Michael, a graduate of the University of Michigan, was initially hesitant to compare the two schools, but brought up many ways in which Michigan helped make her transition out of the military fairly easy. In addition, many on the panel thanked Sarah Mellon, MSU's veteran resource representative, for being the driving force in turning around a struggling program.
"I had gone to two smaller community colleges previously that happened to be very vet-friendly, and the transitions were very smooth," Brittney Beavers, former Army intelligence collector and fisheries and wildlife senior, said. "I was kind of expecting the same thing at a huge university that promoted being very vet-friendly. And honestly, the advisers didn't know anybody that I could talk to for my veterans benefits, I had the runaround trying to find somebody, and I almost decided not to go to MSU because it was such a stressful time for me."
Issues still remain, with arts and humanities sophomore and former Army combat medic Mj Haynes likening the basement placement of the veteran resources center to a dungeon. Yet those in attendance applauded Mellon and the SVA's efforts to better integrate veterans into campus, with the Veterans Day breakfast being an important part of that initiative. During the breakfast, Mellon walked around the room, speaking with veterans like Wendorf about her efforts as they enjoyed their french toast or scrambled eggs.
Even with improved administrative support, it still can be difficult for student veterans to feel as if they "belong" on campus. Haynes said age and cultural differences between student veterans and the typical MSU undergrad makes it difficult for her to befriend her fellow Spartans, something that rarely proved to be the case while she was serving abroad.
"If you met another American or English-speaker out there, that was enough in common that now you officially have a new friend," Haynes said. "Transitioning to civilian life ... you chat with strangers, you're hitting it off, you have plural common interests, and then it just comes to this end, and they just part. And it's like, 'Oh crud, I thought I put in all the work to make some friends.'"
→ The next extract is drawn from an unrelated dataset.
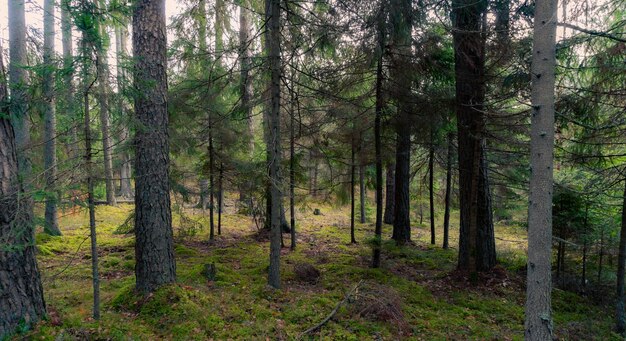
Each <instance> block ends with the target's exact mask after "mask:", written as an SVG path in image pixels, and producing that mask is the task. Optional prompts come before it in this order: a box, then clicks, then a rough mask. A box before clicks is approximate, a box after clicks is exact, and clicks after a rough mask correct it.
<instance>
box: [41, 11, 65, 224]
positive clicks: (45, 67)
mask: <svg viewBox="0 0 626 341" xmlns="http://www.w3.org/2000/svg"><path fill="white" fill-rule="evenodd" d="M43 16H44V18H43V23H44V29H43V31H44V33H43V64H44V74H43V98H44V100H43V117H44V152H43V159H44V178H45V180H46V208H45V213H44V216H45V220H46V223H45V228H44V231H46V233H48V234H51V235H53V236H60V235H61V230H60V229H59V219H58V214H57V202H58V196H59V195H58V189H57V188H56V180H57V173H58V172H57V155H56V150H57V144H56V141H57V136H56V134H57V131H56V130H57V119H56V111H55V106H54V103H55V99H54V69H55V66H54V36H55V32H54V30H55V28H54V0H46V1H45V2H44V8H43Z"/></svg>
For those in attendance, a solution to this problem is simple: students just need to have some empathy for those who have served. Whether they have PTSD and struggle every day to live down their experiences at war, or never saw combat and adjusted back to life at home relatively easily, taking the time to listen to veteran can be an eye-opening experience for civilians and cathartic for veterans.
This is especially true for Wendorf, who was visibly emotional as he spoke about what events like the breakfast meant to him. He pointed to a previous dinner, during which veterans were asked to stand and be applauded, as a proud, yet rare moment in his life. Wendorf wishes more civilians — young people especially — would appreciate that all veterans are essentially signing their civil rights away in service to others.
"I think sometimes we've lost the sense of what it takes to serve your country," Wendorf said. "I think the veterans in any military branch is one of the best examples of what we can do for our country."